Objective: This study was performed to investigate the nongenomic effects of glucocorticoids on human neutrophil degranulation.
Methods: Purified human neutrophils were pretreated with 6 α-methylprednisolone or hydrocortisone for 5 min, and then primed with N-formyl-methionyl-leucyl-phenylalanine (fMLP) (10−6 M) or phorbol myristate acetate (PMA) (50 ng/ml) in the presence of cytochalasin B. The release of two markers of neutrophil granules, lactoferrin and myeloperoxidase, was measured by ELISA and enzymology methods respectively.

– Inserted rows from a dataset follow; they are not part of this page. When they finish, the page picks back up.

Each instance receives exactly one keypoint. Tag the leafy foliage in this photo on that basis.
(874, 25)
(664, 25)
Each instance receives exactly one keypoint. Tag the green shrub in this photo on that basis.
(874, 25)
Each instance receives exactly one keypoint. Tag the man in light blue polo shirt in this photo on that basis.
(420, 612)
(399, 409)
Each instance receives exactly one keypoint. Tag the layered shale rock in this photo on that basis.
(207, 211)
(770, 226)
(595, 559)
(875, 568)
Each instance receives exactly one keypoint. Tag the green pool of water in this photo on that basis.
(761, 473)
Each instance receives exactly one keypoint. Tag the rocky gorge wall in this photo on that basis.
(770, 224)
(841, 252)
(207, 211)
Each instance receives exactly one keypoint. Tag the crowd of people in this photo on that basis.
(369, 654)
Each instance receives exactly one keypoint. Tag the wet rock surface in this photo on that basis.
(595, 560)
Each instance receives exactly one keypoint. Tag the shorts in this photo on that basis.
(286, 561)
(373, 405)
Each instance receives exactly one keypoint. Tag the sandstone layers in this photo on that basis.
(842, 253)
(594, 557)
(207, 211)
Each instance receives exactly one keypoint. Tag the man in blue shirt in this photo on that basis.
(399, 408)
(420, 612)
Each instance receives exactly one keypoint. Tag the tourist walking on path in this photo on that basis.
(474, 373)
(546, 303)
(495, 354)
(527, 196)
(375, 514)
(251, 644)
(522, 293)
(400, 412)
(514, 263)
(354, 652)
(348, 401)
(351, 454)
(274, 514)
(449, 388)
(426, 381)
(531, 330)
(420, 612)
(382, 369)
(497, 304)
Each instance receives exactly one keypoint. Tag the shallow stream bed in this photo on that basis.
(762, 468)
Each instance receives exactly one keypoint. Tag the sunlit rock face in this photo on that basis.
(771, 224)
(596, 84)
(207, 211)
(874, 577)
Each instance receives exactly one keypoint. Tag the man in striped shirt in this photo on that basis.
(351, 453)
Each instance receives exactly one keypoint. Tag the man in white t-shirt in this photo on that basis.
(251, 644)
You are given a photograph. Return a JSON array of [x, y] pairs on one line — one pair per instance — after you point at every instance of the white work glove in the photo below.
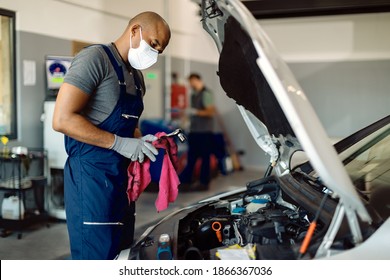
[[191, 111], [136, 148]]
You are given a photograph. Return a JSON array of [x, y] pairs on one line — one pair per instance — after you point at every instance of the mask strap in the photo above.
[[140, 32]]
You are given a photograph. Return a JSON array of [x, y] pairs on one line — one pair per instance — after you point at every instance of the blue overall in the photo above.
[[99, 217]]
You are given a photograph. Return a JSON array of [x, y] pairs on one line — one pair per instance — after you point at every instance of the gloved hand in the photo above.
[[191, 111], [136, 148]]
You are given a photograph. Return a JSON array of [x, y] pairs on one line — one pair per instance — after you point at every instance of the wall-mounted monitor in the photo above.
[[56, 69]]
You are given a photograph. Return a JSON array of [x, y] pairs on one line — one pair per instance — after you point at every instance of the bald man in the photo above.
[[97, 109]]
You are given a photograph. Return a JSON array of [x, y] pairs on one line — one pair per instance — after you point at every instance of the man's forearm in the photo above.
[[80, 129]]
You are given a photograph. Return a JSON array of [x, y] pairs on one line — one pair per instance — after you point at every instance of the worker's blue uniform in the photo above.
[[99, 216]]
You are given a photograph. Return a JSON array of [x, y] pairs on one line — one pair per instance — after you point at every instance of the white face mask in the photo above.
[[142, 57]]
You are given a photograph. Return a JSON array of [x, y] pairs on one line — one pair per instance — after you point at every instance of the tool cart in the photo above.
[[22, 189]]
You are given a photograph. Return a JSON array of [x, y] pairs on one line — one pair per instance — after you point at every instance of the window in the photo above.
[[7, 75]]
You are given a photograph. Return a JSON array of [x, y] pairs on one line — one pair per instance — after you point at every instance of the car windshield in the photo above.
[[369, 169]]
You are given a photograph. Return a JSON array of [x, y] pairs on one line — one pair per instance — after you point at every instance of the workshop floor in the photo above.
[[50, 241]]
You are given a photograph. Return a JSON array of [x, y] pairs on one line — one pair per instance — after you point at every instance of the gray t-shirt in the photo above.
[[92, 72]]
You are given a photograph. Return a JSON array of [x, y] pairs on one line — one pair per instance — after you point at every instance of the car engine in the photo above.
[[259, 217]]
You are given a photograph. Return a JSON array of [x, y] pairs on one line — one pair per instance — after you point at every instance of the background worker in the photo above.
[[99, 117], [201, 135]]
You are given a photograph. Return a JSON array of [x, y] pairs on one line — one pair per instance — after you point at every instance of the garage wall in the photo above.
[[34, 47], [346, 95], [317, 49]]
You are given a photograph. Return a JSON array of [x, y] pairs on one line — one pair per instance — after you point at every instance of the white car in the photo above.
[[335, 204]]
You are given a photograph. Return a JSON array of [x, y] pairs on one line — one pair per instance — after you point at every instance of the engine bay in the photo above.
[[259, 219]]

Results: Both 6 α-methylprednisolone (10−5–10−4 M) and hydrocortisone (10−4 M) showed significant inhibitory effects on neutrophil degranulation within 5 min after fMLP administration. For PMA stimulated degranulation, 6 α-methylprednisolone (10−4 M) showed significant inhibitory effects (p < 0.01), while hydrocortisone (10−4 M) only showed an inhibitory tendency (P > 0.05). Neither RU486 (10−5 M) nor cycloheximide (10−4 M) could alter the inhibitory effects of glucocorticoids.
Conclusion: Our results demonstrate that megadoses of glucocorticoids exert rapid inhibitory effects on human neutrophil degranulation at the cellular level via a new mechanism that is independent of corticosteroid type II receptor occupation or protein synthesis. We infer that these effects may be very important when glucocorticoids act as anti-inflammatory drugs during pulse therapy.